NEW ORLEANS — The New Orleans City Council has approved a deal to generate more than $100 million in immediate cash by selling a portion of the city’s future Caesars casino lease payments, aiming to rebuild depleted emergency reserves without raising taxes or taking on new debt. The Bureau of Governmental Research (BGR) called the move a creative response to the city’s fiscal crisis.
How the $103M Caesars Casino Deal Works
Under the May 7 agreement, the city will sell approximately nine years of casino lease payments (June 1, 2026 through July 31, 2035), or about $16.3 million annually, to private equity firm TPG Angelo Gordon for roughly $103 million this year. The Orleans Parish School Board's $3.8 million annual share remains unchanged.
The New Orleans Building Corp. board voted May 5 to advance the deal ahead of the City Council’s approval.
In its May 7 report, "Playing Our Cards Right: Key Steps to Safeguard Casino Cash for the City’s Fiscal Recovery," BGR warned that without safeguards on how the proceeds are used, the city risks repeating the financial decisions that contributed to the current crisis. The City Council adopted those safeguards as conditions of the amended ordinance, requiring the funds to be used exclusively for emergency reserves and mandating monthly public reporting.

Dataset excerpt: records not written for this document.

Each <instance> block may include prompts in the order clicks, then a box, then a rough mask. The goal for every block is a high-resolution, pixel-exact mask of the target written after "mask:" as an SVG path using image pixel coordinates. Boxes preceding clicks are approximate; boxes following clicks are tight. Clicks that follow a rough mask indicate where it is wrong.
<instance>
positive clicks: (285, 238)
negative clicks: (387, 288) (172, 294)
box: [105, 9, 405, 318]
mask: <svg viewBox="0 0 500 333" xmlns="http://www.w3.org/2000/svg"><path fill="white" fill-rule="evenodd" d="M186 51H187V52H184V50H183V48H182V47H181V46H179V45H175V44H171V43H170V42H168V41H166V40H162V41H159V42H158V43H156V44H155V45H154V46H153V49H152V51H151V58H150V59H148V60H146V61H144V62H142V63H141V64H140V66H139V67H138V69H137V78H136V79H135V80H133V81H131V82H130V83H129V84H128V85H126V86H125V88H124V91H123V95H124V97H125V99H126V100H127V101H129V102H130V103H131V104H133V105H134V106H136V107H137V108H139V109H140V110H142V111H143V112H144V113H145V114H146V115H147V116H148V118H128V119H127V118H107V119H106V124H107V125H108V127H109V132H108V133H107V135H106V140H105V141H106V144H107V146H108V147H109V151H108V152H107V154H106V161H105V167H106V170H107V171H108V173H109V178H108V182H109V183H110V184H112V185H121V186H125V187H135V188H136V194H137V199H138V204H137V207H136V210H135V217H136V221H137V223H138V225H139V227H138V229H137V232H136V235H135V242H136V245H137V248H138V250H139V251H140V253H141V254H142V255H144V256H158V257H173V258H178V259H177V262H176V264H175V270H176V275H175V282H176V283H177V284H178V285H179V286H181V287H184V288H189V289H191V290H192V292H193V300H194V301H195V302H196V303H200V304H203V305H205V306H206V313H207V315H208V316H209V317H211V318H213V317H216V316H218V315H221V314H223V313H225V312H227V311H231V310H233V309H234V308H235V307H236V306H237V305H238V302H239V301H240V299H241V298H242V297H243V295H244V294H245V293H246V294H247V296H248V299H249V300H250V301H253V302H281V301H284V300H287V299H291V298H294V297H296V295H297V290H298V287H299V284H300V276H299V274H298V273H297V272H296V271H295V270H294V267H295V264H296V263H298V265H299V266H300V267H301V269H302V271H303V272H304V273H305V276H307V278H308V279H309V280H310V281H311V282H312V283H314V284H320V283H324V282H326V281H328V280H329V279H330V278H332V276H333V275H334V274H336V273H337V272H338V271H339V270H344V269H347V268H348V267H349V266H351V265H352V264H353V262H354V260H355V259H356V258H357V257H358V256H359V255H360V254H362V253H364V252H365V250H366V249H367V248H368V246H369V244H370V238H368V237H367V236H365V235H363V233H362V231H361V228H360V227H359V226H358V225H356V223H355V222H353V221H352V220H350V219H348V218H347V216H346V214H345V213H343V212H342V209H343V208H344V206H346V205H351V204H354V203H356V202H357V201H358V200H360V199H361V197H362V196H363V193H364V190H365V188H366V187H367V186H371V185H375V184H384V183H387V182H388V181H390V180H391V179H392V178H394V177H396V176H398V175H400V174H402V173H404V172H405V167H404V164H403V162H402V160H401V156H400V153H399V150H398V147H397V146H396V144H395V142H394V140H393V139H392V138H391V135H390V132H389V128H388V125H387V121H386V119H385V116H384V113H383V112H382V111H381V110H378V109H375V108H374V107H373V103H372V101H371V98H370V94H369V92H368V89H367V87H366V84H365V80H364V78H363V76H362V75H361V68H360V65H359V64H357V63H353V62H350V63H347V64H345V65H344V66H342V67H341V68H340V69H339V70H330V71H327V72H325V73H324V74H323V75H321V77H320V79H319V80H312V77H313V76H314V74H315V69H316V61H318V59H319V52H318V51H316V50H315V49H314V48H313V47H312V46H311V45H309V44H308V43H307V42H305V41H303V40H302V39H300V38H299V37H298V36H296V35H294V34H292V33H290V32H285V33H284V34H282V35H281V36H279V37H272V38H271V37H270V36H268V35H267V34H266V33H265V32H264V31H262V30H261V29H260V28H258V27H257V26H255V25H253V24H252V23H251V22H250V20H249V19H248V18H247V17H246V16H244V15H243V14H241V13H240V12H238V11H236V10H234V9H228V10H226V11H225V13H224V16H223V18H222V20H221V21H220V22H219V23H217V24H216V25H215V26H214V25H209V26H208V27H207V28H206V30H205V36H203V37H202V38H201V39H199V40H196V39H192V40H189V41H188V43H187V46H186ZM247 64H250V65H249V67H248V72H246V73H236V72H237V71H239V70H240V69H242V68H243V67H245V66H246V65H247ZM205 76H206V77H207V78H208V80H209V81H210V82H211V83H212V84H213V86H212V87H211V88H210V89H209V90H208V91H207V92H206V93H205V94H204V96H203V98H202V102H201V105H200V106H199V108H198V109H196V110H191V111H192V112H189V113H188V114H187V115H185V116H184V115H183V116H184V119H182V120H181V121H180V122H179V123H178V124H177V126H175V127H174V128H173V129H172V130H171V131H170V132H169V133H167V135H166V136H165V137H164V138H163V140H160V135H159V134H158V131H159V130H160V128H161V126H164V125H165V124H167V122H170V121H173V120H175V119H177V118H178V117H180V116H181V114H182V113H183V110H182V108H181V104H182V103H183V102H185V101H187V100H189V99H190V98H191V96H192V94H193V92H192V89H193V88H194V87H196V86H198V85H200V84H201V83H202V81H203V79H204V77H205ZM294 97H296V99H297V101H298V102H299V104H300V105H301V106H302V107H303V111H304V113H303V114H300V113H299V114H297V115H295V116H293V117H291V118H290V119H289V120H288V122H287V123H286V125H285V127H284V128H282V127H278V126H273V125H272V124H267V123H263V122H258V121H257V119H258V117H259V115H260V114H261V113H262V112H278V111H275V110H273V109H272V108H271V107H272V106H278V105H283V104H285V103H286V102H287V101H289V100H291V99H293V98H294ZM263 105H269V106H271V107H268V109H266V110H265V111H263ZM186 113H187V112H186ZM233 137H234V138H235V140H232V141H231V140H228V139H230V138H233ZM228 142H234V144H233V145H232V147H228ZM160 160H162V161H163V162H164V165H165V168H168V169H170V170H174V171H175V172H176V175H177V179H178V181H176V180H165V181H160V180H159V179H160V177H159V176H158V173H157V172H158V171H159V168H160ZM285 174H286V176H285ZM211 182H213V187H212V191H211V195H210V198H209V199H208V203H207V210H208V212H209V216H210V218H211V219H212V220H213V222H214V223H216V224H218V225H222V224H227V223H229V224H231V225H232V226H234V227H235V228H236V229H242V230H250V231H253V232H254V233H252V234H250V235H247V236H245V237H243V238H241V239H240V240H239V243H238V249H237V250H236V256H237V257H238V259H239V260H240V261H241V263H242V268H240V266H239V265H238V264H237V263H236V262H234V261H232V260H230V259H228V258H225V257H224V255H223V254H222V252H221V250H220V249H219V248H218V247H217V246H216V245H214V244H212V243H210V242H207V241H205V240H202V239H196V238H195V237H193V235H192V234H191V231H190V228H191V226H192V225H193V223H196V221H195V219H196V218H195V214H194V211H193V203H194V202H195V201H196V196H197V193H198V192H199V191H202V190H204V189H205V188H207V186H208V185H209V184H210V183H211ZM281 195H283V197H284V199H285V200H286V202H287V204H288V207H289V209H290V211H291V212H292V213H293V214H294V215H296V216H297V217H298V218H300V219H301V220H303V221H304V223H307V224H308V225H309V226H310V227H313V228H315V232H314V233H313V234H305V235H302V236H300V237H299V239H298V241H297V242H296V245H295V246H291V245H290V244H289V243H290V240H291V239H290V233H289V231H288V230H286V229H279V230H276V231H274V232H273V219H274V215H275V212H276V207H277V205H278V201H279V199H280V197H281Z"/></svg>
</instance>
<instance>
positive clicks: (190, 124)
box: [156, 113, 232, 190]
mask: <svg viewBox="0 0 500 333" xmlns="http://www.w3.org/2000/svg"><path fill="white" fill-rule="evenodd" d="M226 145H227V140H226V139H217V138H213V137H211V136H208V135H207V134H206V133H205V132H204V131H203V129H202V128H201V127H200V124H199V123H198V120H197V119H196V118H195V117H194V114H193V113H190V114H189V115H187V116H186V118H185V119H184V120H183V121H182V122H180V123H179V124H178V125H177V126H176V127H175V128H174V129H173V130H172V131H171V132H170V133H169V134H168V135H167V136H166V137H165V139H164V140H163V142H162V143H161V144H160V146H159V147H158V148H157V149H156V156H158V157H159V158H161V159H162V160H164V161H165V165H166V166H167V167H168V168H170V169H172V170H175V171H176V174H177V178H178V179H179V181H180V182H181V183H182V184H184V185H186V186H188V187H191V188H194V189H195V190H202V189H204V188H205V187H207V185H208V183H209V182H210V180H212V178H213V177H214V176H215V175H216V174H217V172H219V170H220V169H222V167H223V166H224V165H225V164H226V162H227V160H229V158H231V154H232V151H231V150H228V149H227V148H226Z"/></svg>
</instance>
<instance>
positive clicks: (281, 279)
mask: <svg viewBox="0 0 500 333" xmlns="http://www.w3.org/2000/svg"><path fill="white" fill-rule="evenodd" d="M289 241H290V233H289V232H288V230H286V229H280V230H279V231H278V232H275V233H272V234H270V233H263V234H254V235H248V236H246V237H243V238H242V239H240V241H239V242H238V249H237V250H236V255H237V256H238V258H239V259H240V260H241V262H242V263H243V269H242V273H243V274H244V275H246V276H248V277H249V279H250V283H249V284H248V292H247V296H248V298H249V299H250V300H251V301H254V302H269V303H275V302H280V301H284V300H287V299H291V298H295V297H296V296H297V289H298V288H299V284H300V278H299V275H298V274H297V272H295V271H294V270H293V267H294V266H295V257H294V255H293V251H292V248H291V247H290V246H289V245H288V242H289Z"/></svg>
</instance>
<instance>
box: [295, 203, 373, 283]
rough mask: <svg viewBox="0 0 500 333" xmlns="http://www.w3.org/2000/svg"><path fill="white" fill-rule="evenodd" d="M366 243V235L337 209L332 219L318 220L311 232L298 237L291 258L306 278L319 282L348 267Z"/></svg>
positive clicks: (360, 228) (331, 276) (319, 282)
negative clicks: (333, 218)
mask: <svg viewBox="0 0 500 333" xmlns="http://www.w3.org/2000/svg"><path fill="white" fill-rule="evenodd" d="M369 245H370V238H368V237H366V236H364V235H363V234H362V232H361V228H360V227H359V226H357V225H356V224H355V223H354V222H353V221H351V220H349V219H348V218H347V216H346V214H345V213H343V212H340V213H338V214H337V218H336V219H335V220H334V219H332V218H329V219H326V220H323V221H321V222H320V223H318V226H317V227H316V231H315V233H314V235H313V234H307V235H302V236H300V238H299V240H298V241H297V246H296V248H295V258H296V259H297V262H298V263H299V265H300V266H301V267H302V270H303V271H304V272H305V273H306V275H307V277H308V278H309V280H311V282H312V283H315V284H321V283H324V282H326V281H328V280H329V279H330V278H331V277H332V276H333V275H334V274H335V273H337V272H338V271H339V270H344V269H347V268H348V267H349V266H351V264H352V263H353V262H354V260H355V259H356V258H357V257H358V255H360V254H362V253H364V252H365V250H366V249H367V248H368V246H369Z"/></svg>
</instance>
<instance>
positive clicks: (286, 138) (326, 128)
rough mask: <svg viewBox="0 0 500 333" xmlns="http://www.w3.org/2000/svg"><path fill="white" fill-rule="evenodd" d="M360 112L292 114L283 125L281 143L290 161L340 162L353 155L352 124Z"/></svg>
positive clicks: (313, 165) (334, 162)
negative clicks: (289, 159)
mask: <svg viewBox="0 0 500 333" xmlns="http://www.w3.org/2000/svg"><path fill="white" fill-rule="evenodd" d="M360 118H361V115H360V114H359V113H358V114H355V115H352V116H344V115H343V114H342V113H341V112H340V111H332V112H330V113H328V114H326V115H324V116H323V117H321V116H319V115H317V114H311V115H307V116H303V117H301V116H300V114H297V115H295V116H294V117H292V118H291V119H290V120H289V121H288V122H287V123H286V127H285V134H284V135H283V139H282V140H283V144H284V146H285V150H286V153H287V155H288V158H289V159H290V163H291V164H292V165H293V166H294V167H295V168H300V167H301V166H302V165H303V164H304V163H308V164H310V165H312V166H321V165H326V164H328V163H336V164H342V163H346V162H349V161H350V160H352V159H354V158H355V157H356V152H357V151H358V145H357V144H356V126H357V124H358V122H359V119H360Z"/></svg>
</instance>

"This deal can help restore the financial cushion New Orleans desperately needs before hurricane season and reassure rating agencies ahead of upcoming bond sales," said Rebecca Mowbray, BGR President and CEO.
The city’s depleted fund balance has been one of the central financial challenges facing the Moreno administration since taking office earlier this year. Reserves fell from $344 million at the end of 2022 to about $35 million, contributing to credit rating downgrades from all three major agencies after roughly $200 million was spent from reserves under the prior administration.
After closing costs, the city is expected to net roughly $100 million to $101 million from the sale of its casino lease payments to TPG Angelo Gordon, bringing total reserves to about $136 million. That would equal roughly 17% of the city’s approximately $800 million budget, the minimum level generally recommended for municipal governments. Credit rating agencies typically recommend higher reserve levels for cities like New Orleans which face frequent storms requiring disaster relief. BGR said officials should consider maintaining reserves above that threshold.
The tradeoff is that the City will forgo approximately $148.8 million in total revenue over the nine-year term, reflecting an estimated 8.75% annual return for the investor.
BGR Recommended Guardrails in Caesars Casino Deal
City Council members approved the deal with conditions requiring that the funds be used exclusively for emergency reserves and that the administration provide regular public reporting on the status of the fund.
Those provisions reflect recommendations from BGR, which had urged the City Council to amend the ordinance to include limits on how the funds can be used and requirements for greater transparency. BGR said the proceeds should be restricted to emergency reserves rather than routine operating expenses.
BGR also called for ongoing public reporting on the City’s reserves and the use of casino-related revenue, potentially through monthly financial reports or a public-facing dashboard, to allow both elected officials and residents to track how the funds are managed.
BGR also said the City Council should adopt a comprehensive reserve management policy before the mayor proposes the 2027 budget. The City has already hired a consultant to develop the policy, which would establish appropriate reserve levels, define permitted uses, and set procedures for appropriations and replenishment while discouraging the use of reserves for recurring expenses.
BGR, along with credit rating agencies Moody’s, S&P Global Ratings and Fitch Ratings, has called for such a policy for several years as a way to support consistent financial management across administrations.
With those protections in place, this deal is aimed at strengthening the City’s financial stability and the guardrails will help restore public trust in how reserves are managed.